Déjà un an de censure par diffamation

TL ETIENNE CHOUARD

Le 1er février est le jour anniversaire de la création en France par le journal Le Monde d’un lamentable outil-de-censure-des-concurrents-gênants, intitulé « Décodex ».

Je commémore ce jour de deuil pour la liberté de la presse en France par cette demande de publication d’un droit de réponse :

Le Monde me fait l’immense honneur de se pencher sur mes travaux, que je mène depuis plus de dix ans, sur le gouvernement représentatif, sur les critères de la démocratie, sur le processus constituant nécessairement populaire, sur le tirage au sort en politique et sur la souveraineté monétaire et politique, pour qu’advienne enfin une vraie liberté, une vraie égalité et une vraie fraternité au sein des peuples et entre les peuples du monde entier.

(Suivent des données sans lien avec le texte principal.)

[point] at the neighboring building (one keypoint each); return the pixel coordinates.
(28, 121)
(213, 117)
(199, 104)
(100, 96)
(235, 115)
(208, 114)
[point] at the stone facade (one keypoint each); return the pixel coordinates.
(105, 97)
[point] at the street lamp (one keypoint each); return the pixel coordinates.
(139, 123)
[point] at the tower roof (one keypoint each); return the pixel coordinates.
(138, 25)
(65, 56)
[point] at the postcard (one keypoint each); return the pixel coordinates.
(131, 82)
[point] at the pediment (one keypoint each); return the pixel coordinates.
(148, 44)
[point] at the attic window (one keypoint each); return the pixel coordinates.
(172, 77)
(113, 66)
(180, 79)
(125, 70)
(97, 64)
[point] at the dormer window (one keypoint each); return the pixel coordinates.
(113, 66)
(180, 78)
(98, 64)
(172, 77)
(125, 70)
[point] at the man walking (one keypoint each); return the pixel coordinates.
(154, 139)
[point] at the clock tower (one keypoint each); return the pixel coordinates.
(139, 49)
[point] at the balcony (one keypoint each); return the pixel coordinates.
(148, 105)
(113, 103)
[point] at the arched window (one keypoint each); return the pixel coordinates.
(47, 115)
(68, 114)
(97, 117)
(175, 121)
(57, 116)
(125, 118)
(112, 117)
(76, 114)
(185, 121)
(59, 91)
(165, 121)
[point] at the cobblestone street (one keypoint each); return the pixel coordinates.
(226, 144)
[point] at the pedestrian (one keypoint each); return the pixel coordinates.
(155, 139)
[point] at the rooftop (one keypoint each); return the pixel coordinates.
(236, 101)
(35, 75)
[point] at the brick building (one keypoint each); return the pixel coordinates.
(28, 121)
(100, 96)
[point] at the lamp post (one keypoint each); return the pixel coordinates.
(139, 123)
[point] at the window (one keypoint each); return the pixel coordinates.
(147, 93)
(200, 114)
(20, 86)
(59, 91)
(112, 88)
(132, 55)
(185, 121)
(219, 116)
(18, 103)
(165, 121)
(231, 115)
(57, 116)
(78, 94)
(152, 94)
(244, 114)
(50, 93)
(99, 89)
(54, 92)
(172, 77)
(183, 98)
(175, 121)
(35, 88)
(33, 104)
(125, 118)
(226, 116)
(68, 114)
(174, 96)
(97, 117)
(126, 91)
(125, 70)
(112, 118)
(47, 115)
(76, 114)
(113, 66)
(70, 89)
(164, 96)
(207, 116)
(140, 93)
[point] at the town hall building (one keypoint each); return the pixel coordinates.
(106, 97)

Son intérêt est cependant tout relatif en ce qu’il s’accompagne d’une mise à l’index d’écrits qu’il n’a probablement jamais consultés.

C’est ainsi que mes deux pages etienne.chouard.free.fr et chouard.org (Blog du Plan C) ont été classées parmi les sites peu fiables par le tristement célèbre DÉCODEX, fruit bizarre d’accords financiers entre le quotidien français et de grands groupes américains du type Google (Cf. Le Monde, « Google finance de plus en plus l’innovation dans les médias français », édition du 17 novembre 2016, annonçant la création d’un « futur service de démontage des rumeurs »).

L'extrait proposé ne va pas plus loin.